Outreach develops entrepreneurial skills that matter

Year 11 Outreach_Hero

Thinking of others is central to many initiatives at St Patrick’s Technical College. Our College takes seriously its core value of service, and like many counterparts in Catholic schools across the state, our Year 11 students have been busy fundraising and donating items for the community.

The College’s Skills for Life and Mentoring programs see students explore the history and work of various charities and organisations. Students then plan and implement projects to help those in need.

Over the course of the year, our students have been responsible for several activities supporting the vital work of St Vincent de Paul Society, Project Compassion, Catherine House, and ASCEND Youth Suicide Prevention through Centacare.

Students have been generous with their time, baking cupcakes, cooking BBQs, making soup, washing cars, selling lucky squares, and gathering donations of clothes and personal hygiene items.

Pastoral Care Mentor Ms Loveder has been mentoring students in the development of their entrepreneurial skills.
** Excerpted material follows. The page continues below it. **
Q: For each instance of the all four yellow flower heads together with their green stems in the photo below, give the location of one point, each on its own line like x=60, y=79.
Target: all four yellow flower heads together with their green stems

As part of the process, students have developed their awareness of the need to empathise with those they intend to support. They have proposed various outreach activities, prototyped, streamlined their ideas and processes, and tested prototypes before producing final products and releasing to the public.

The theme of ‘Homelessness’ was selected by the Year 11 Automotive students with the aim to make a positive impact on others, to show they care and provide tangible support to people in need.

“Students came up with their own ideas for outreach work,” Ms Loveder said.

“What many educators realise is that this is also a great opportunity to develop entrepreneurial skills.

“They did their own research, spoke with teachers and the College’s Community, Spirituality, and Identity Leader, to then plan, organise, and fine-tune any food preparation and packing.”

Students took on real-life roles to engage them in active learning, including problem-solving, research, planning, and implementation.

Recently, students made and delivered morning tea for the Vinnie’s Women’s Crisis Centre, with reward folders created for the children. A BBQ was cooked and served at the Men’s Crisis Centre, all of which was much appreciated by the residents. Students then evaluated the process for future success.

This is not the first-time the College has engaged in supporting vital support centres. Over several years, students and staff have carried out maintenance and upgrades at the Women’s Crisis Centre and Vinnies in Elizabeth.

This year, students have used their practical skills to prototype the construction of gates, seating, and kennels. This demonstrates another way of thinking about the critical and creative thinking skills and community connection being developed in students as citizens of the future.